Since prediction model is quite heavy, I don't want that user waits for calculation to complete. Instead, I delegated heavy computation to Celery task and user can later inspect the result.
I'm using simple Flask application with Celery, Redis and Flower.
My view.py:
@ns.route('predict/')
class Predict(Resource):
...
def post(self):
...
do_categorize(data)
return jsonify(success=True)
My tasks.py file looks something like this:
from ai.categorizer import Categorizer
categorizer = Categorizer(
model_path='category_model.h5',
tokenizer_path='tokenize.joblib',
labels_path='labels.joblib'
)
@task()
def do_categorize(data):
result = categorizer.predict(data)
print(result)
# Write result to the DB
...
My predict() method inside Categorizer class:
def predict(self, value):
K.set_session(self.sess)
with self.sess.as_default():
with self.graph.as_default():
prediction = self.model.predict(np.asarray([value], dtype='int64'))
return prediction
I'm running Celery like this:
celery worker -A app.celery --loglevel=DEBUG
The problem that I'm having for the last couple of days is that categorizer.predict(data) call hangs in the middle of the execution.
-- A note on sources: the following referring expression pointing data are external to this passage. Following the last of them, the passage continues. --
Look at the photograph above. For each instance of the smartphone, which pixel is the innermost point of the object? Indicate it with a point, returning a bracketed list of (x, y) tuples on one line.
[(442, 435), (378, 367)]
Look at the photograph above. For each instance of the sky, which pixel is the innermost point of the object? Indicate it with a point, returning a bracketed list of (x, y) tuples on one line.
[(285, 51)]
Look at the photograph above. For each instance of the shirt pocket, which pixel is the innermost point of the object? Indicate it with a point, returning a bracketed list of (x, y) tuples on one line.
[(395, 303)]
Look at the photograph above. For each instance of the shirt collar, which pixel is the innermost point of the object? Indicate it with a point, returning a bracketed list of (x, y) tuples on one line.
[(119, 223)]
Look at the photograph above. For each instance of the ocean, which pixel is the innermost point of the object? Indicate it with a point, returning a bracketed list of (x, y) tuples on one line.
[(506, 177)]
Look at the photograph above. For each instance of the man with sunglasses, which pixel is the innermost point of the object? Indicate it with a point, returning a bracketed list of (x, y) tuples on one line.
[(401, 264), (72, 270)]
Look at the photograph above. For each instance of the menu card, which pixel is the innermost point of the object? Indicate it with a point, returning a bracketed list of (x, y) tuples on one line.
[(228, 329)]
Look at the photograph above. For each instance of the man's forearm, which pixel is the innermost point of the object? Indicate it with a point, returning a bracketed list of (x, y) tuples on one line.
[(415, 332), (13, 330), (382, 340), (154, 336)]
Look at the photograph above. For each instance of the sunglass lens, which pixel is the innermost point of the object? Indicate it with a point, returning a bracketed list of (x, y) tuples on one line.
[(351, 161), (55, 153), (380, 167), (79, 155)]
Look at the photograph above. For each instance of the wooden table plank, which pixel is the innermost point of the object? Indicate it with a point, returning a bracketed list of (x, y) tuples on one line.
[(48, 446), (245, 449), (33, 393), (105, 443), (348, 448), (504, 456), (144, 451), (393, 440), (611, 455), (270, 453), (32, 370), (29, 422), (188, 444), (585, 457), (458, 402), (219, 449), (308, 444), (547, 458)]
I tried to run categorizer.predict(data) inside of post method and it works. But if I place it inside Celery tasks it stop working. There is no console log, if I try to debug it it just freezes on .predict().
My questions:
- How can I solve this issue?
- Is there any memory, CPU limit for the worker?
- Are Celery tasks the "right" way to do such heavy computations?
- How can I debug this problem? What am I doing wrong?
- Is it correct to initialize models at the top of the file?